A Huntley neighborhood leader accuses Grafton Township Supervisor Linda Moore of playing a cruel version of "finders keepers" when it comes to more than $1,000 mistakenly donated to the township food pantry, money she has yet to return.
But Moore says she can't give anything back until she has proof the donors want their money returned. Either way, on Feb. 14, the Grafton Township Board is scheduled to take a vote on returning the money to the donors.
Gerald LaBonte, an elected representative for Neighborhood 12 within the Sun City retirement community, brought the issue to the board after he said Moore spent two months stonewalling him. The money, he says, was meant for the Grafton Food Pantry, not the food pantry Moore runs.
"I turned to the board of trustees as a last resort," LaBonte said. "The supervisor won't give us the money back."
Meanwhile, Moore accuses LaBonte of starting a political witch hunt perfectly timed for the upcoming primary — two other Republicans are running against her.
"The township received a donation to support our food pantry here last year from them, so about three months later, he brings it to my attention, despite the fact that he never actually made a donation," Moore said. "So how is it possible that this gentleman is asking for a refund when he never made a donation at all?"
Last October, Neighborhood 12 held its annual food drive for the Grafton Food Pantry, a nonprofit organization that's been around since 1989, and raised $1,080.
Moore operates her own food pantry with a similar name called the Grafton Township Food Pantry. A resident new to the neighborhood delivered the checks to Moore's food pantry, not knowing there were two food pantries in Huntley, LaBonte said.
LaBonte, who says this has nothing to do with politics, connected with Moore a days later to ask for the money's return so it could be given to the other food pantry.

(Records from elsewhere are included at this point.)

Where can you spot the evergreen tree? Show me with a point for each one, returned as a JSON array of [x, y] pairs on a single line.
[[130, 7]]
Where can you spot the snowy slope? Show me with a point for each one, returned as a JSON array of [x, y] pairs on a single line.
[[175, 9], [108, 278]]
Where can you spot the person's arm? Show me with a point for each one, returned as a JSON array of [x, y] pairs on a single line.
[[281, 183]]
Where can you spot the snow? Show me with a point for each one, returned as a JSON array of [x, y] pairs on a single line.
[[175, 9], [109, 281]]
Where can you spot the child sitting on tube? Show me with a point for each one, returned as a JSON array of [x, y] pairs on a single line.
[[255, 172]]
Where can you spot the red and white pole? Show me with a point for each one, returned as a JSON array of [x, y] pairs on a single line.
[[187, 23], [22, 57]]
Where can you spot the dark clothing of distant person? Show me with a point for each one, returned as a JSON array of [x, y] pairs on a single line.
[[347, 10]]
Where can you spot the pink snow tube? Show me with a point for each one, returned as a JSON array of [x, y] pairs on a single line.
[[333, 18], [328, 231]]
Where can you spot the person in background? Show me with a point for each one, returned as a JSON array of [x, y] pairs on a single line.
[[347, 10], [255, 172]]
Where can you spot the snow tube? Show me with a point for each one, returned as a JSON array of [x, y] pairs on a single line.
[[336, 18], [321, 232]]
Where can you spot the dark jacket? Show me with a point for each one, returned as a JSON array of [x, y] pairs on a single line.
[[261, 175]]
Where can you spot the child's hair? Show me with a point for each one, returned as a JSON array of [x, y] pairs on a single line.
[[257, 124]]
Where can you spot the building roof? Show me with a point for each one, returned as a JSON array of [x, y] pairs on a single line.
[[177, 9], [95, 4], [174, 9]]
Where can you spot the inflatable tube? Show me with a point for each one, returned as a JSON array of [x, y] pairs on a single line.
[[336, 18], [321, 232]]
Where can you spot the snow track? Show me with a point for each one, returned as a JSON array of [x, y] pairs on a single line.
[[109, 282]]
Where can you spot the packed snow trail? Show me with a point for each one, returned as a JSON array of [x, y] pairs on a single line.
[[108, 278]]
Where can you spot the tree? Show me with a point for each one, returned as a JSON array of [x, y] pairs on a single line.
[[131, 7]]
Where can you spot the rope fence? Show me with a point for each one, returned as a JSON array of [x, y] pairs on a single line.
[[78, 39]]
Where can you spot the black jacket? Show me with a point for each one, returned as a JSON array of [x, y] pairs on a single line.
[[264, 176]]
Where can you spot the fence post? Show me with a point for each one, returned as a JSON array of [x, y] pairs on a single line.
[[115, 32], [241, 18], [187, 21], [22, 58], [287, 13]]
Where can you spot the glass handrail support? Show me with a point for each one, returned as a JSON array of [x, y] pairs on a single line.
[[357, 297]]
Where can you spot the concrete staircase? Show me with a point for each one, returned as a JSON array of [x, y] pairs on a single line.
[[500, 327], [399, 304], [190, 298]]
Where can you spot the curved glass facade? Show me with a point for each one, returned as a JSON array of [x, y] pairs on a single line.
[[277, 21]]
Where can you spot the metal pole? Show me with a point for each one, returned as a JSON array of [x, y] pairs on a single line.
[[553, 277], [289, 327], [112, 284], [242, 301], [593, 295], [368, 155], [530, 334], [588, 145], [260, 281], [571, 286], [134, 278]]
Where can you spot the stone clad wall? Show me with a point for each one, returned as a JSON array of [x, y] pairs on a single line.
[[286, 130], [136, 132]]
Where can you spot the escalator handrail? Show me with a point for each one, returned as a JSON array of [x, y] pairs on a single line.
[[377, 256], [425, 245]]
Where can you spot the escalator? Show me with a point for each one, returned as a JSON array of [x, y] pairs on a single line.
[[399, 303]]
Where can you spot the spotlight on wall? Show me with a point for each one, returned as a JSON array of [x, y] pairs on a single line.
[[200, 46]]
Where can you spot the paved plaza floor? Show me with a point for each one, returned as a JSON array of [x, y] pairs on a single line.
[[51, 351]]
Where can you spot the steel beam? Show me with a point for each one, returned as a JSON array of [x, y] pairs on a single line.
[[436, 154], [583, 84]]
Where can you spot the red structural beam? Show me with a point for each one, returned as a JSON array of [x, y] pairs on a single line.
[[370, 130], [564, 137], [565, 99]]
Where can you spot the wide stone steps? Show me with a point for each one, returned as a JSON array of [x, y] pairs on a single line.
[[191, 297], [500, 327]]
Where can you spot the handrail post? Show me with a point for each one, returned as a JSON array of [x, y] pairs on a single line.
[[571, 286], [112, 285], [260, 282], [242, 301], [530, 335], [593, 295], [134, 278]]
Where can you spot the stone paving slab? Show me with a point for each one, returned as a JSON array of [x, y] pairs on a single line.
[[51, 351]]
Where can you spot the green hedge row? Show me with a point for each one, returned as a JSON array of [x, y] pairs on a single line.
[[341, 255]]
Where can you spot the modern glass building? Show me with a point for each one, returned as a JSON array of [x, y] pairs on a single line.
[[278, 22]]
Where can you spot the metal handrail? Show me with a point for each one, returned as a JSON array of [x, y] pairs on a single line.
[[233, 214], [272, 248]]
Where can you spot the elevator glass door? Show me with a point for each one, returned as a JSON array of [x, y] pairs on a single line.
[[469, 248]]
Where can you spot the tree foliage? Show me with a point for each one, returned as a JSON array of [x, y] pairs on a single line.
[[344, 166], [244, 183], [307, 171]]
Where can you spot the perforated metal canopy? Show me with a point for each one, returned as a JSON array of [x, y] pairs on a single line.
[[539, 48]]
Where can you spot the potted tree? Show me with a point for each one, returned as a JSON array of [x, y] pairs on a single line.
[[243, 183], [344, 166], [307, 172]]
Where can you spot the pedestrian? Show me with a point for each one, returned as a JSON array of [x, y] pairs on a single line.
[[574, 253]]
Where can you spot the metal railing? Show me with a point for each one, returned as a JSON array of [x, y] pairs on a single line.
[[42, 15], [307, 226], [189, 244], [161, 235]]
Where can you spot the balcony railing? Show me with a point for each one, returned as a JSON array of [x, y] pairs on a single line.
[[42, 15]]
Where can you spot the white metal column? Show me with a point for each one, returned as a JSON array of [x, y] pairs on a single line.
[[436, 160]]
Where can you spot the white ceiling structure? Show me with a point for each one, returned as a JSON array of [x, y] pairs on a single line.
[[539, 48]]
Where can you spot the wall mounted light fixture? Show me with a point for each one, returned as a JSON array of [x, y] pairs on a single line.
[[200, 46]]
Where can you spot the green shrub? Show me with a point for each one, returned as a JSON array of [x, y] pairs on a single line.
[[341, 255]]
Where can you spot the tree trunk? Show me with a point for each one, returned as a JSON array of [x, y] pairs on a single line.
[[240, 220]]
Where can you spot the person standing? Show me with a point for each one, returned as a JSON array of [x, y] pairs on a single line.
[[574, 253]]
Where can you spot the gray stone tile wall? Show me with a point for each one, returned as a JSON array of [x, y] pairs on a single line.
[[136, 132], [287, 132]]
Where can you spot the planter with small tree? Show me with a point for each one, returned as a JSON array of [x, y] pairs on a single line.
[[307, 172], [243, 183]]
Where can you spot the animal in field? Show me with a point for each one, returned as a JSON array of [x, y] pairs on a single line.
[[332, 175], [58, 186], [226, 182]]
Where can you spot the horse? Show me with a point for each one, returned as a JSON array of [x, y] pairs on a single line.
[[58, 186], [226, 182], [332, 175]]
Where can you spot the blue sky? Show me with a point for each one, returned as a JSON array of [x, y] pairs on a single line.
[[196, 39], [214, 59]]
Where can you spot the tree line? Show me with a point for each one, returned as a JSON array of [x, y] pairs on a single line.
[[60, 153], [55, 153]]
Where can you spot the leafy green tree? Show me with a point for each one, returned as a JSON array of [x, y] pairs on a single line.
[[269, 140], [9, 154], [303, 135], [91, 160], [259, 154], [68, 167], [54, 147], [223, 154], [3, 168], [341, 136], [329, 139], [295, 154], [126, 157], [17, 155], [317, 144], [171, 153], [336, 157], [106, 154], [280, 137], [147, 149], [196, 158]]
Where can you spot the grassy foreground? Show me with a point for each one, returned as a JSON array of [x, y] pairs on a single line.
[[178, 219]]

Moore's response was that the checks were already cashed and the money would not be returned, LaBonte said.
"It's a matter of ethics," he said. "If I get money by mistake, do I say, 'Finders keepers, losers weepers?'"
When LaBonte kept trying to contact Moore, she referred him to her attorney, who in a letter to LaBonte, said the donors had to present proof in the form of a letter, a canceled check and a request to pay the money to the Grafton Food Pantry because the donation was made in error. That would allow the township to make sure the claims were legitimate.
"I have to get verification in writing to ensure that the people actually do want a refund," Moore said.
"As the person in charge of the township finances, I have to be able to present to the board documentation if I expect them to approve a payment."
In the end, LaBonte, who was able to stop payment on his own $75 check, accounted for 14 checks that totaled $640.
That's the money LaBonte wants returned — Moore can have the rest for the inconvenience, he said.
But Township Trustee Barb Murphy said it isn't right LaBonte has to go through so much get the money back, when Moore can end the drama now.
"She knew about it for two meetings before this man even came," Murphy said. "I don't think it's right that they have to jump through all these hoops and go through this nonsense."